In the waters of the Caribbean, a surprisingly large U.S. fleet sits with Venezuela in its sights. It includes over 10,000 troops, Aegis guided-missile destroyers, a nuclear-powered fast attack submarine, F-35B jet fighters, MQ-9 Reaper drones, P-8 Poseidon spy planes, assault ships and a secretive special-operations ship.
The fleet is built for war on Venezuela or its drug cartels, but it is engineered to put enough pressure on Venezuela’s President Nicolás Maduro to push him from power. The justification for the war is stopping the flow of drugs into the U.S. by Venezuelan drug cartels; the justification for the coup is that Maduro is the head of those cartels.
But U.S. officials – often those in the best place to know – have disagreed with all three aspects of the military action: the significance of Venezuela’s drug cartels in the flow of drugs, and especially fentanyl, into United States; the role of Maduro in those cartels; and the use of the military to fight them. For their disagreement, many of those officials have left or been forced from their jobs.
U.S. President Donald Trump has insisted that military force is necessary to stop “narco-terrorists” who are smuggling a “deadly weapon poisoning Americans. He has claimed that “every boat,” the U.S. military strikes off the coast of Venezuela is “stacked up with bags of white powder that’s mostly fentanyl” and “kills 25,000 on average – some people say more.”
But current and former U.S. officials disagree. While most of the boats the U.S. military has sunk have been in the passageway between Venezuela and Trinidad and Tobago, U.S. officials say that that passage is neither used to transport fentanyl nor is it used to transport drugs to the United States. 80% of the drugs that flow through that passage is marijuana, and most of the rest is cocaine. And those drugs are headed, not to the U.S., but to West Africa and Europe.
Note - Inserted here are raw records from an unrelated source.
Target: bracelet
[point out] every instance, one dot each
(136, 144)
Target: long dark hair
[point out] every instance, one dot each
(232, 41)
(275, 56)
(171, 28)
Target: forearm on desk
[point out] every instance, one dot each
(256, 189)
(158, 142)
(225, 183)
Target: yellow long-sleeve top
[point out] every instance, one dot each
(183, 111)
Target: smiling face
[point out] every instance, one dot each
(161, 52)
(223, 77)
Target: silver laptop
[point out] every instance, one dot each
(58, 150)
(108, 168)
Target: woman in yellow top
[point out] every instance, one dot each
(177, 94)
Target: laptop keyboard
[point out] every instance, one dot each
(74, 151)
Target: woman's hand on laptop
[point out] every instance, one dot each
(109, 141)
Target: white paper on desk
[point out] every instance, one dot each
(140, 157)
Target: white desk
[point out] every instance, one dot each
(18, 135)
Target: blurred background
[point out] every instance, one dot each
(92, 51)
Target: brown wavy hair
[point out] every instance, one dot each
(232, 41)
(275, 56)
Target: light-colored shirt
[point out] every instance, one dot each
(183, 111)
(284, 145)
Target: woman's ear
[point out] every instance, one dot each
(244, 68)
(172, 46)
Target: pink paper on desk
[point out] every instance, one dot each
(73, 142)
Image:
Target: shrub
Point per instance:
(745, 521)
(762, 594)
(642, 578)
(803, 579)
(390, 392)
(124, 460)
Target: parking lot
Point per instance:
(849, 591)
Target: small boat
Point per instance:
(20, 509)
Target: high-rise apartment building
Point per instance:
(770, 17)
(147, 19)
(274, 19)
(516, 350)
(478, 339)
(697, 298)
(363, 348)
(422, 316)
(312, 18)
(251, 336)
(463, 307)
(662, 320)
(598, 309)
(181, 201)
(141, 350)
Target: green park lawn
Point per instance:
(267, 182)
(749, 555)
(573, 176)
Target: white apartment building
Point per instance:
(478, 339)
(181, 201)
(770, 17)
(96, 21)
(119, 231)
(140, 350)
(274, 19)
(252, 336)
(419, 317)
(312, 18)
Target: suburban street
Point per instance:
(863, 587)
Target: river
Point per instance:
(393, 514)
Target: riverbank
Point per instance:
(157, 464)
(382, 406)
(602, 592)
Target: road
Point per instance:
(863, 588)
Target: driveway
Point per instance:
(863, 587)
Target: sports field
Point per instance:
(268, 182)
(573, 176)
Most of the fentanyl that finds its way into the U.S. comes from Mexico.
The military strikes on Venezuelan boats cannot be justified by the war on drugs and “are unlikely… to cut overdose deaths in the United States,” according to officials. “When I saw [an internal document on the strikes],” a senior U.S. national security official said, “I immediately thought, ‘This isn’t about terrorists. This is about Venezuela and regime change’.”
According to U.S. Drug Enforcement Administration, 90% of the cocaine that transits into the U.S. enters through Mexico, not Venezuela. And Venezuela is not a source of fentanyl. The dissenting American officials are in agreement with international bodies. The 2025 UNODC World Drug Report assesses that Venezuela “has consolidated its status as a territory free from the cultivation of coca leaves, cannabis and similar crops.” The report says that “[o]nly 5% of Colombian drugs transit through Venezuela.” The EU’s European Drug Report 2025 corroborates the UN report: it “does not mention Venezuela even once as a corridor for the international drug trade.”
U.S. intelligence also disagrees on the Trump administration’s claim that Maduro is at the head of the Venezuelan drug cartels. The Trump administration has insisted that “Maduro is the leader of the designated narco-terrorist organization Cartel de Los Soles.”
Again, though, U.S. officials disagree. A “sense of the community” memorandum dated April 7, 2025 that puts together the findings of the 18 agencies in the U.S. intelligence community released by the Office of the Director of National Intelligence directly contradicts the Trump administration’s claim that Maduro is the leader of Tren de Aragua (TDA) drug cartel.
The memorandum clearly states that “the Maduro regime probably does not have a policy of cooperating with TDA and is not directing TDA movement to and operations in the United States.” It states that the intelligence community “has not observed the regime directing TDA.”